One day an elephant called ‘Petch’ escaped from the herd onto the forest, met a wild elephant and had three baby elephants out of wedlock
The saint found out about the matter and sent an old couple to look for the elephant and its babies. The old man went up north. The old lady went down south.
With the pachyderm equivalent of a cry of “You’ll never take me alive!” , Petch the elephant ran to north coast, leapt into the sea and doggy-paddled to the mainland where she landed at the present day Ao Thamamchat. Being an unfit mother, Petch forgot that her kids couldn’t swim or at least not far enough to complete the 6 or more kilometres to the mainland. The three babies drowned and were transformed into huge rocks on the northeastern tip of Koh Chang near the entrance to Klong Son bay. Today, the locals call it ‘Three Elephants Rock’.
Talking of transformations, whilst swimming to the mainland ‘Petch’, the elephant, needed a toilet break. Her bowel movements were also transformed into a rocky outcrop, now known as ‘Hin Kee Chang‘ ‘Elephant’s Shit Rock’ – you’ll see the maker buy for this rock from the ferry when you come to Koh Chang. (Obviously, Petch was extremely fortunate that her shit turned to stone after it exited her body.)
But that wasn’t the end of the totally unexplained transformations, the old lady followed the elephant onto the mainland, but fell into a mud pool and died. Her body transformed into a rock called ‘Yai Mom Rock’. Her hat fell on a rock at the end of the cape where there is now a lighthouse. The cape has since been known as ‘Laem Ngob’ (Hat Cape) and was the original departure point for passenger boats to Koh Chang.

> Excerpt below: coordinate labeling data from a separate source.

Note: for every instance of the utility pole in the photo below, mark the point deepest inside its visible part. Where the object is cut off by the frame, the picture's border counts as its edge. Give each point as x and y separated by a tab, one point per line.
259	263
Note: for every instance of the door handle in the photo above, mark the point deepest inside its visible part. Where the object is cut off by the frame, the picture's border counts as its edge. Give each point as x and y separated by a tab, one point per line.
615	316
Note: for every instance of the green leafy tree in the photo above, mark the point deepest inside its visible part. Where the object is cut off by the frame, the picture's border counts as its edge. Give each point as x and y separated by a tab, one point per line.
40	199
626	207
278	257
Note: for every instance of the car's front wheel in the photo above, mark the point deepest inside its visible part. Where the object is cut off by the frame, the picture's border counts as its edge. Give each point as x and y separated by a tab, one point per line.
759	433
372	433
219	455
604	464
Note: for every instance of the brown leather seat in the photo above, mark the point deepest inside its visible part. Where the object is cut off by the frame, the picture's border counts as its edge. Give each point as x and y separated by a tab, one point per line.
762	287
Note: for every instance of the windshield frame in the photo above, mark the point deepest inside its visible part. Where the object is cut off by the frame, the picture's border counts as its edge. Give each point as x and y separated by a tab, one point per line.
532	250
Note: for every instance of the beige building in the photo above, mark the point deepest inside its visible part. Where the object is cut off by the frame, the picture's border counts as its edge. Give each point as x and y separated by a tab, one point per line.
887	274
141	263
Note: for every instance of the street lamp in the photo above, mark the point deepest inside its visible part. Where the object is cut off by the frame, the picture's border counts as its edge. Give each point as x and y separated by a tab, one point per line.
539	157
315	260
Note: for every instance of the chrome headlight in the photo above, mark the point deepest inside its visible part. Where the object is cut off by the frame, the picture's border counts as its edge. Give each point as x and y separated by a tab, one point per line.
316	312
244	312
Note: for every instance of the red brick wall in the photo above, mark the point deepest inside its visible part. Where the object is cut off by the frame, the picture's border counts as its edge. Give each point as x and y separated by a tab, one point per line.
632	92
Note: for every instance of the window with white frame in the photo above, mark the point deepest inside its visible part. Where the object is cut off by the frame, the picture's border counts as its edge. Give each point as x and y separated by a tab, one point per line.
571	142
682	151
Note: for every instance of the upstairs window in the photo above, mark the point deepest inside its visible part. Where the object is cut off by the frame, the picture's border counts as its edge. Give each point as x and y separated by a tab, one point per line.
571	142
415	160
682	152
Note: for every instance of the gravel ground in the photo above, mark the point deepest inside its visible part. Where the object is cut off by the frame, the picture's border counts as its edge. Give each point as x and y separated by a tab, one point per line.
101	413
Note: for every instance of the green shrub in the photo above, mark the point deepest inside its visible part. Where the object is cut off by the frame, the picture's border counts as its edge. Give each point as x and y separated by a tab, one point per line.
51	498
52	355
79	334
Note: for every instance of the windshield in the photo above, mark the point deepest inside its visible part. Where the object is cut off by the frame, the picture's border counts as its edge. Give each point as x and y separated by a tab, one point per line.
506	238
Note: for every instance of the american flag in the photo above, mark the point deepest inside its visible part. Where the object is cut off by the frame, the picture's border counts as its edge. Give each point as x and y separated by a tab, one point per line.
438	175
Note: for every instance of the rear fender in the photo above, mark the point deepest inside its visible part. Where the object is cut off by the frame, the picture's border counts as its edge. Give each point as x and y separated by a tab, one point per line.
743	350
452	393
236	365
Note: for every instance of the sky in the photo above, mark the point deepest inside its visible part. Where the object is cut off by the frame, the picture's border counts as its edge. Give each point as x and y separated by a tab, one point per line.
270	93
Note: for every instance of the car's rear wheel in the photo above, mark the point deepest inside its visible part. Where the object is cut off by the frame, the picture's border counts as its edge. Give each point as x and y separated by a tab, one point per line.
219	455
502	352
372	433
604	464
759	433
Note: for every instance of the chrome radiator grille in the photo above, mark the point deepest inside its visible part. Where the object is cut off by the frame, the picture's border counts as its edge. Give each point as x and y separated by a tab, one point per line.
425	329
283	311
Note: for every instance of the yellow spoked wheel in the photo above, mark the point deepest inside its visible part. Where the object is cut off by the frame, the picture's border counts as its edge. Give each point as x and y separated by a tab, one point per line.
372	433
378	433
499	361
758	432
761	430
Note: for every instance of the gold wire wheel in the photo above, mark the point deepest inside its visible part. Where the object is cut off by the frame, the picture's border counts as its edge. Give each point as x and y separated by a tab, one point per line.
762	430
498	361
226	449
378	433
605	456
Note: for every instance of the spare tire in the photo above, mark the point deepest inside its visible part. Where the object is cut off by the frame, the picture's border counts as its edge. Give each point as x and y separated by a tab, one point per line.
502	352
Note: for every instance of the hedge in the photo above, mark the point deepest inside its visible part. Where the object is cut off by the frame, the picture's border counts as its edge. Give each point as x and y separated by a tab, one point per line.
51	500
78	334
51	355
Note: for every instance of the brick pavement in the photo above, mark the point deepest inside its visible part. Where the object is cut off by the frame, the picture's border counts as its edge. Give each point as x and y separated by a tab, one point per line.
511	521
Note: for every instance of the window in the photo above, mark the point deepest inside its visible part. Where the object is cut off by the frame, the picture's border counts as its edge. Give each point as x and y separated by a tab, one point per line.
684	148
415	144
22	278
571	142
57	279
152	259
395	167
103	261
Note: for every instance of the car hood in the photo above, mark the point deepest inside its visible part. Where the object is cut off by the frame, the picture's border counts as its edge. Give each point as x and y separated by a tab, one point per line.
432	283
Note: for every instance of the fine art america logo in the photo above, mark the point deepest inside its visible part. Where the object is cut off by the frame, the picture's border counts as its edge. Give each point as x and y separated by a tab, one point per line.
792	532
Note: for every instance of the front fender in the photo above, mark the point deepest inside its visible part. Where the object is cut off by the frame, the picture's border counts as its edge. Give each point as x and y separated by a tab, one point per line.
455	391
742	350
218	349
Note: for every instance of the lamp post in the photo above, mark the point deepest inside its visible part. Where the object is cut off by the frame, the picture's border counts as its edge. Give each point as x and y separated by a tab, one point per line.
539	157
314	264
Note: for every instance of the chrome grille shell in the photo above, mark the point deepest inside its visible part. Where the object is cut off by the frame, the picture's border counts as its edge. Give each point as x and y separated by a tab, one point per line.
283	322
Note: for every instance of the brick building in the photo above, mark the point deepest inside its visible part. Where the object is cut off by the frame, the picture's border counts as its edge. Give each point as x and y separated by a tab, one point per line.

The saint somehow knowing that ‘Petch’ would come back onto the island, asked for tenders for a project to build a large trap towards the southern coast. (This is one of the first recorded examples of a pointless project costing an obscene amount of money being instigated by an individual in a position of power who is the only real beneficiary is the person who commissioned the project in the first place. However, there are plenty of modern day examples on Koh Chang.)
The two islands from which the trap is made are called ‘Koh Lim’ and ‘Koh Salak’. Petch the elephant did come to the island, but being streetwise and spotting what must have been a rather obvious trap strung between two islands went into different direction. The saint therefore sent his men to catch the elephant.
In the end, the saint has cursed the island to prevent any other elephants from coming to the island. Since then, there has been no elephant living on the island. (Until the advent of elephant camps for the tourists.) and, errrr, the name ‘Koh Chang’ is ironic.
And that’s it. Not a clue what ever happened to ‘Petch’. Did she reunite with the wild elephant herd or was she hunted down? This tale must have a sequel but if the Tourist Authority have knowledge of the plotline, they aren’t giving it away.
Interestingly, the entrance to the temple near Centrepoint Car Ferry has a mural depicting an elephant, possibly Petch, swimming across the sea between Koh Chang and the mainland. So the story may just be true. And even if it isn’t , it’s probably the reason why Koh Chang is called Koh Chang.